University welcomes two staff members

The University of the Free State (UFS) has appointed two vastly experienced and knowledgeable professors as the respective deans of the Faculty of Law and the Faculty of Humanities.

Prof. Serges KamgaPhotos: Supplied

Credit: SYSTEM

The University of the Free State (UFS) has appointed two vastly experienced and knowledgeable professors as the respective deans of the Faculty of Law and the Faculty of Humanities.

The two appointees will take office in February and March.

Prof. Serges Kamga will assume the role of dean of the Faculty of Law on 1 February, while Prof. Mogomme Masoga will commence serving as dean of the Faculty of Humanities on 1 March.

These appointments were approved by the UFS council during its quarterly meeting held at the end of November last year. The two candidates will each serve five-year terms.

Kamga is currently a full professor of law at the Thabo Mbeki African School of Public and International Affairs (TM-School) at the University of South Africa (Unisa), and Masoga is the dean of the Faculty of Humanities and Social Sciences at the University of Zululand (UniZulu), KwaZulu-Natal.

Kamga holds an LLD degree in Human Rights Law from the Centre for Human Rights, University of Pretoria (UP). He has also worked as a researcher at the South African Institute for Advanced Constitutional, Public, Human Rights and International Law (Saifac).

As a researcher, his works have been published in accredited journals and he has presented papers at various national and international conferences. Kamga is the co-director of the Cross-Cultural Human Rights Centre at the Free University of Amsterdam in the Netherlands.

In 2021, he received the prestigious Ali Mazrui Award for Scholarship and Research Excellence from the University of Texas in Austin, America.

Masoga holds a PhD in Philosophy, attained from the UFS.

He began his academic career with the attainment of a Bachelor of Arts degree from the University of KwaZulu-Natal (UKZN), where he proceeded to complete two honours and a master’s degree course. Masoga received a second Master of Arts in Musicology degree from Unisa. He has an excellent record of research publication within oral history, Africanism, and indigenous knowledge system studies.

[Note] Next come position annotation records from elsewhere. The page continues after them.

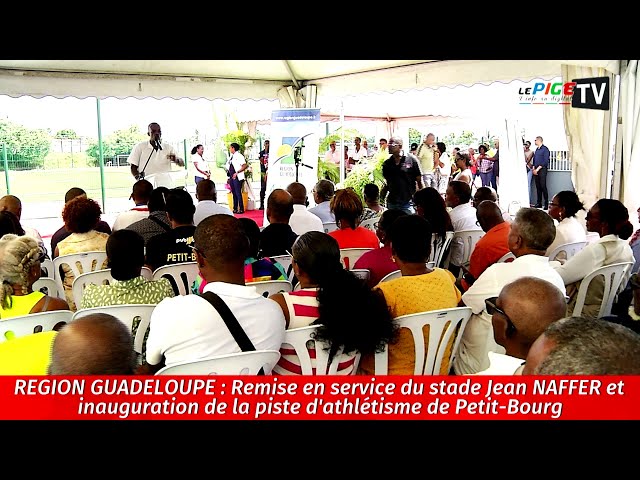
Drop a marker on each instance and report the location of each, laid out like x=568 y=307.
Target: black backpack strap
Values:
x=230 y=320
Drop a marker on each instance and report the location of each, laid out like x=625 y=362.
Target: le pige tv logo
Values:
x=591 y=93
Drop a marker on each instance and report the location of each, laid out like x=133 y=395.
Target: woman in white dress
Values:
x=563 y=208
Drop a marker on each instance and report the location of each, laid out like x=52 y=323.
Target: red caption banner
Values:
x=320 y=398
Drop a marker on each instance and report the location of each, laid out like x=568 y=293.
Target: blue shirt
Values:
x=541 y=157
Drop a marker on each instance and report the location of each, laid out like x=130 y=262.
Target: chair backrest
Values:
x=48 y=286
x=371 y=223
x=241 y=363
x=439 y=246
x=285 y=261
x=570 y=249
x=127 y=314
x=329 y=227
x=269 y=287
x=180 y=275
x=506 y=258
x=33 y=323
x=48 y=270
x=613 y=275
x=306 y=348
x=362 y=273
x=97 y=277
x=349 y=256
x=391 y=276
x=445 y=326
x=79 y=263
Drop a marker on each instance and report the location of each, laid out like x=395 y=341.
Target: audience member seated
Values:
x=430 y=205
x=98 y=344
x=80 y=215
x=11 y=203
x=584 y=346
x=322 y=194
x=256 y=269
x=188 y=327
x=351 y=315
x=531 y=233
x=301 y=220
x=610 y=219
x=372 y=209
x=278 y=237
x=491 y=247
x=208 y=202
x=410 y=237
x=175 y=245
x=378 y=261
x=140 y=195
x=463 y=217
x=347 y=208
x=563 y=208
x=524 y=308
x=62 y=232
x=20 y=259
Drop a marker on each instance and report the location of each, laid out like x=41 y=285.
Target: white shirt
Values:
x=237 y=160
x=158 y=161
x=604 y=251
x=187 y=327
x=303 y=221
x=569 y=230
x=206 y=208
x=127 y=218
x=200 y=164
x=477 y=338
x=323 y=211
x=463 y=217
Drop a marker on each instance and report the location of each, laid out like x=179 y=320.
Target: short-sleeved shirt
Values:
x=401 y=178
x=171 y=247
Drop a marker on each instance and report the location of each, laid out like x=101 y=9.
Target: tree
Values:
x=120 y=142
x=26 y=148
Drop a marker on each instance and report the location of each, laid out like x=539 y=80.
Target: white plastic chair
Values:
x=391 y=276
x=570 y=249
x=443 y=325
x=269 y=287
x=33 y=323
x=79 y=263
x=241 y=363
x=48 y=269
x=300 y=340
x=126 y=314
x=349 y=256
x=329 y=227
x=180 y=275
x=438 y=247
x=613 y=276
x=285 y=261
x=48 y=286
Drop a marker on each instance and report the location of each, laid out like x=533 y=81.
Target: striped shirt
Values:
x=303 y=311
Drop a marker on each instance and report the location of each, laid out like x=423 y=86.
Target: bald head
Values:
x=279 y=206
x=531 y=304
x=298 y=192
x=489 y=215
x=98 y=344
x=11 y=203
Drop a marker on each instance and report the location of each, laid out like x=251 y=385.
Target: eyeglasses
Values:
x=492 y=308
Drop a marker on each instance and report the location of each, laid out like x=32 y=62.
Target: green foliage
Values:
x=120 y=142
x=26 y=148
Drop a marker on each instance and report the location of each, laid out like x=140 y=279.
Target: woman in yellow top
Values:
x=20 y=258
x=420 y=289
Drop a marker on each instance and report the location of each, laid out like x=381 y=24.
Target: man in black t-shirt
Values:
x=402 y=173
x=174 y=246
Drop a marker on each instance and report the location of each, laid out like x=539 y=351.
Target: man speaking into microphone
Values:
x=152 y=160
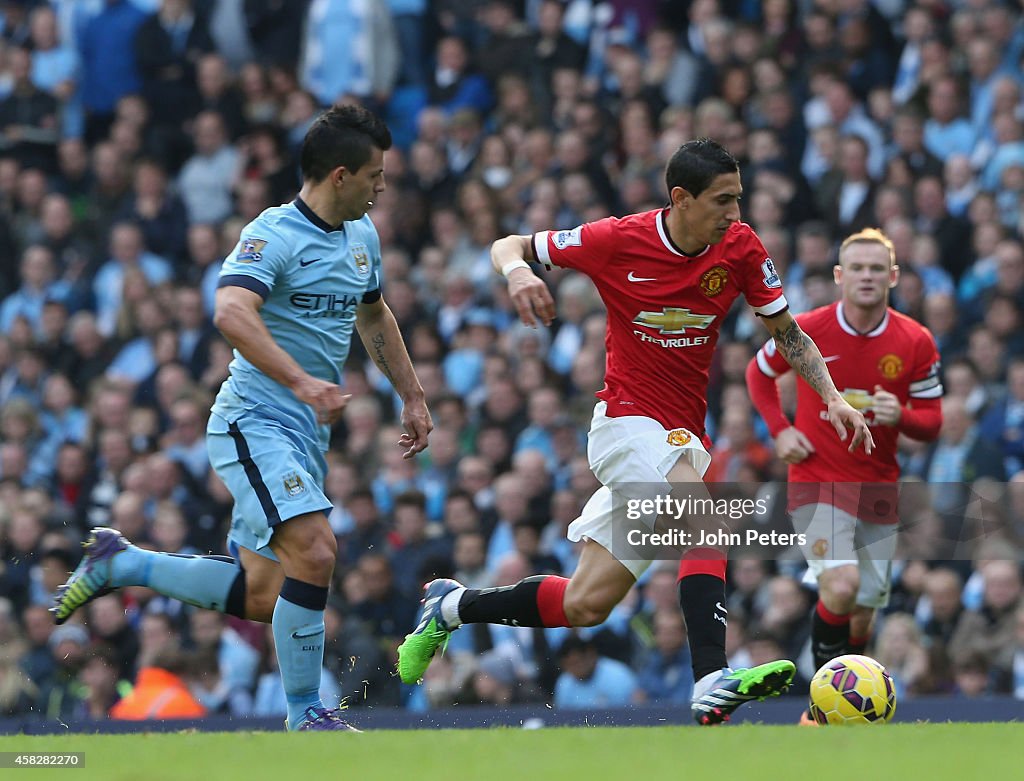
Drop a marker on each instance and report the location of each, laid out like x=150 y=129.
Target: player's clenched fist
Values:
x=531 y=298
x=792 y=445
x=326 y=398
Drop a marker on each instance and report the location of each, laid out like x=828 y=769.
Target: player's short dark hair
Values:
x=696 y=164
x=344 y=135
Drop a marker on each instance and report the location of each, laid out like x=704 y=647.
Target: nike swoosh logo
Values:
x=427 y=607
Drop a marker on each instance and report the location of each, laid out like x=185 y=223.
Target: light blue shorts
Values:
x=272 y=472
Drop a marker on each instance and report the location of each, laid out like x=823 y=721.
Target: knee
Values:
x=322 y=555
x=586 y=609
x=839 y=588
x=311 y=554
x=261 y=599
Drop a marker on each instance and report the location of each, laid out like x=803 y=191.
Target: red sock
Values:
x=550 y=601
x=702 y=561
x=833 y=619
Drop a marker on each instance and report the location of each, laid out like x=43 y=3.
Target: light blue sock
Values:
x=201 y=580
x=298 y=636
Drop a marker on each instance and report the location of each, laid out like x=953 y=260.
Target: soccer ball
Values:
x=852 y=689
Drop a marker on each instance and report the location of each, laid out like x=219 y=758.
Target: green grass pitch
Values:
x=933 y=751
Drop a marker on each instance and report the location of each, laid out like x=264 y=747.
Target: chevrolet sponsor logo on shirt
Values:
x=670 y=320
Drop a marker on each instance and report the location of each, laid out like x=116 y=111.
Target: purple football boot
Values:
x=92 y=576
x=325 y=719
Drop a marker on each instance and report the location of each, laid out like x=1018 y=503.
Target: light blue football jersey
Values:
x=311 y=278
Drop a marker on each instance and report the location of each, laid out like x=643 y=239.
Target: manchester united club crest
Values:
x=361 y=257
x=713 y=281
x=679 y=437
x=891 y=366
x=293 y=484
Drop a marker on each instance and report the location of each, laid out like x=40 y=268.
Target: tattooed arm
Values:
x=801 y=352
x=383 y=342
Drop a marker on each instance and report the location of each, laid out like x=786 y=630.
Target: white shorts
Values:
x=634 y=456
x=834 y=538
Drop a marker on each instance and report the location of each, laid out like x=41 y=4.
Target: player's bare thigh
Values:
x=307 y=548
x=600 y=582
x=263 y=580
x=686 y=482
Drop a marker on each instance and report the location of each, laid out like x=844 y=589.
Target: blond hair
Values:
x=869 y=235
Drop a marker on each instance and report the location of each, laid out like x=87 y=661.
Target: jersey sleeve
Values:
x=586 y=248
x=925 y=380
x=760 y=281
x=257 y=260
x=376 y=283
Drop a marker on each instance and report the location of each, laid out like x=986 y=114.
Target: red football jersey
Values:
x=665 y=307
x=899 y=354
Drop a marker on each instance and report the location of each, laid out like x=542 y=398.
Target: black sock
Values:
x=514 y=605
x=828 y=638
x=702 y=599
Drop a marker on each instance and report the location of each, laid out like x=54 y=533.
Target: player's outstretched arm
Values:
x=531 y=298
x=801 y=352
x=237 y=316
x=379 y=332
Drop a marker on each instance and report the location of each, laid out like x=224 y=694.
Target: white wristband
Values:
x=513 y=265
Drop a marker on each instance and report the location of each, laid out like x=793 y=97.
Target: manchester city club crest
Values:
x=251 y=251
x=293 y=484
x=361 y=257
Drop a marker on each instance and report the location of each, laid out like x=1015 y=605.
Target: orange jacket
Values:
x=158 y=694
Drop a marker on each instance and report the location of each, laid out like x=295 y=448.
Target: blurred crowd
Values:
x=137 y=137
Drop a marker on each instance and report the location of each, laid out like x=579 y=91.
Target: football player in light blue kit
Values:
x=302 y=276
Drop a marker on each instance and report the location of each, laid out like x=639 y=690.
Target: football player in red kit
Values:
x=845 y=504
x=668 y=278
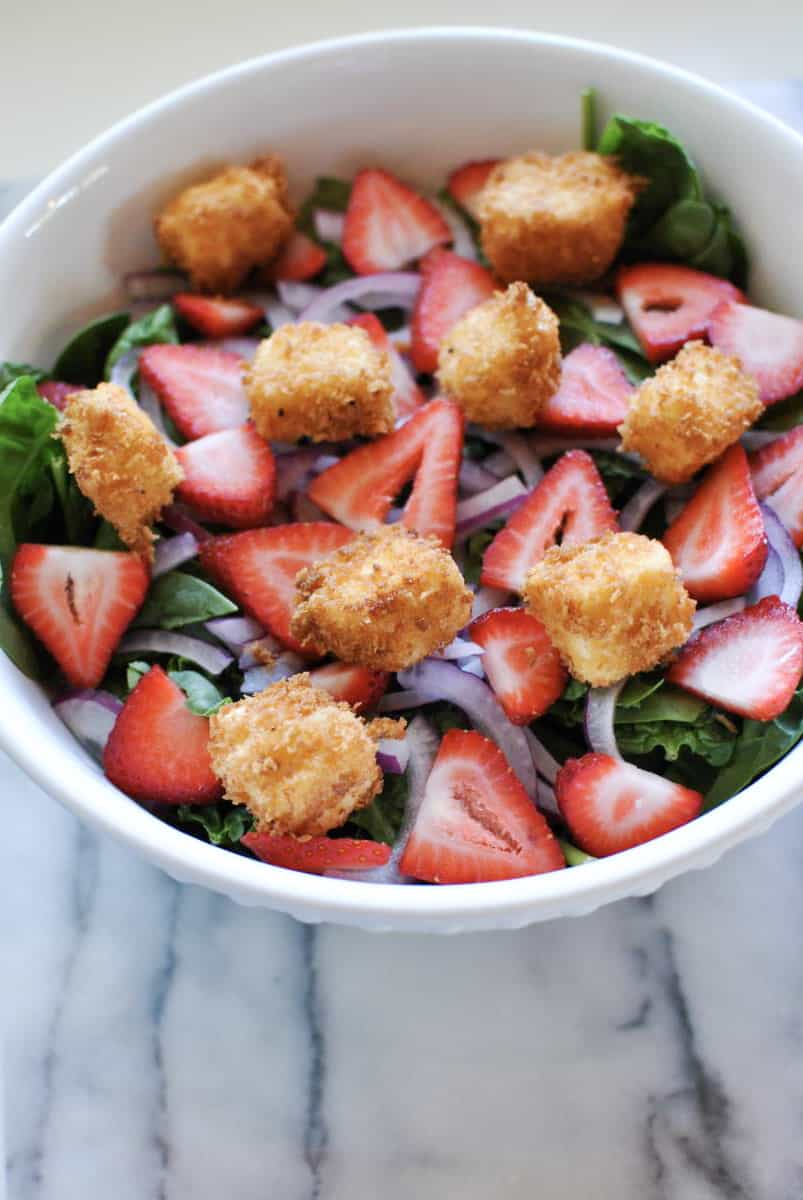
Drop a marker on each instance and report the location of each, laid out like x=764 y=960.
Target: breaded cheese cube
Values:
x=319 y=382
x=298 y=760
x=690 y=412
x=502 y=360
x=555 y=220
x=220 y=229
x=120 y=461
x=384 y=600
x=611 y=606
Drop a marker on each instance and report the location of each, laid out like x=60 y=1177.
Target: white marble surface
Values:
x=163 y=1044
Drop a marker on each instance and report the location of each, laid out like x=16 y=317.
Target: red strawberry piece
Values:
x=466 y=184
x=229 y=478
x=388 y=225
x=570 y=501
x=749 y=664
x=217 y=316
x=360 y=489
x=359 y=687
x=258 y=569
x=317 y=855
x=159 y=749
x=593 y=394
x=670 y=305
x=450 y=287
x=477 y=822
x=768 y=346
x=300 y=259
x=201 y=387
x=520 y=663
x=611 y=805
x=78 y=603
x=718 y=539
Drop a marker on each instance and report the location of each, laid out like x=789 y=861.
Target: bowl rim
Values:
x=630 y=873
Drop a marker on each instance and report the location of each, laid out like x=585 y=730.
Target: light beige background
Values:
x=69 y=70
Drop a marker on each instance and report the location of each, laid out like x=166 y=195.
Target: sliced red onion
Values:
x=171 y=552
x=600 y=707
x=161 y=641
x=444 y=681
x=389 y=288
x=633 y=514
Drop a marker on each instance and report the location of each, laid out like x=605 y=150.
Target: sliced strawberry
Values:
x=670 y=305
x=466 y=184
x=258 y=569
x=593 y=394
x=407 y=394
x=521 y=664
x=201 y=387
x=569 y=501
x=359 y=687
x=217 y=316
x=768 y=346
x=388 y=225
x=78 y=603
x=718 y=539
x=300 y=259
x=749 y=664
x=159 y=750
x=450 y=287
x=229 y=478
x=477 y=822
x=360 y=489
x=317 y=855
x=611 y=805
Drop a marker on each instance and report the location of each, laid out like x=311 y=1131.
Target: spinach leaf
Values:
x=83 y=358
x=177 y=599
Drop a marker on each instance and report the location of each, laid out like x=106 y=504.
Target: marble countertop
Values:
x=163 y=1044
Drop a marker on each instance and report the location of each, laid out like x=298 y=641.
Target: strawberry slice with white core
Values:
x=450 y=287
x=593 y=395
x=610 y=805
x=520 y=663
x=78 y=603
x=257 y=568
x=229 y=478
x=388 y=225
x=718 y=540
x=768 y=346
x=670 y=305
x=570 y=502
x=199 y=385
x=749 y=664
x=477 y=822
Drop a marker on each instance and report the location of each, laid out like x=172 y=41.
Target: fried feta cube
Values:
x=217 y=231
x=120 y=461
x=502 y=360
x=611 y=606
x=319 y=382
x=555 y=220
x=690 y=412
x=385 y=600
x=298 y=760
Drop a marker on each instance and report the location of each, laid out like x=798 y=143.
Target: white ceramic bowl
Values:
x=419 y=102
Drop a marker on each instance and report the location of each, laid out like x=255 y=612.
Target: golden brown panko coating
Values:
x=555 y=220
x=690 y=412
x=319 y=382
x=120 y=461
x=220 y=229
x=611 y=606
x=300 y=761
x=385 y=600
x=502 y=360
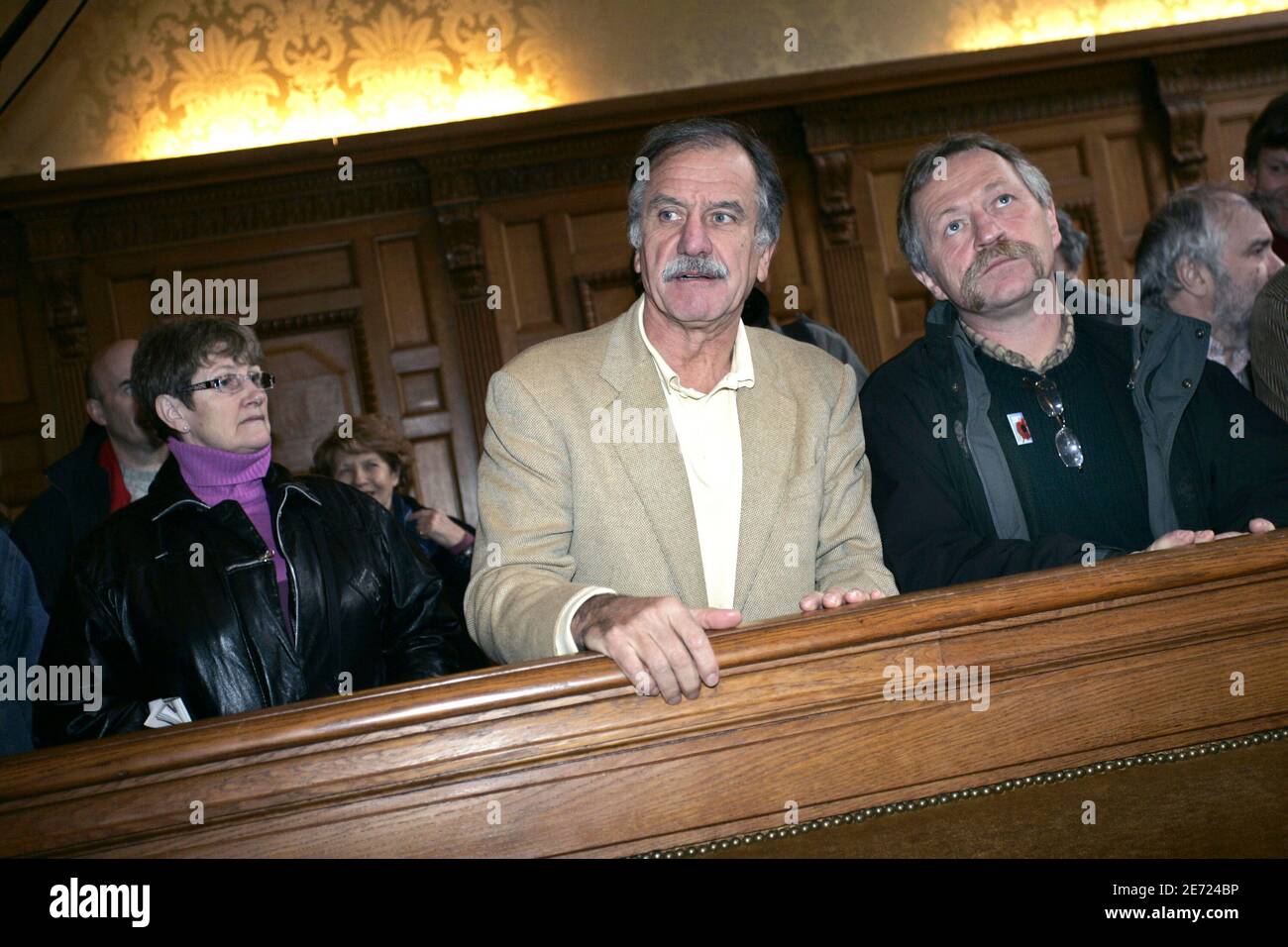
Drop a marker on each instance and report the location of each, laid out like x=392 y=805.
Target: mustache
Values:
x=702 y=265
x=1003 y=249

According to Prof. Francis Petersen, UFS rector and vice-chancellor, the appointments align with the institution’s strategic intent. He said both candidates would play integral supportive roles, enabling the institution to achieve its objectives that include Vision 130.

“Vision 130 furthermore exemplifies our commitment to be acknowledged by our peers and society as a top-tier university in South Africa, ranked among the best in the world,” said Petersen.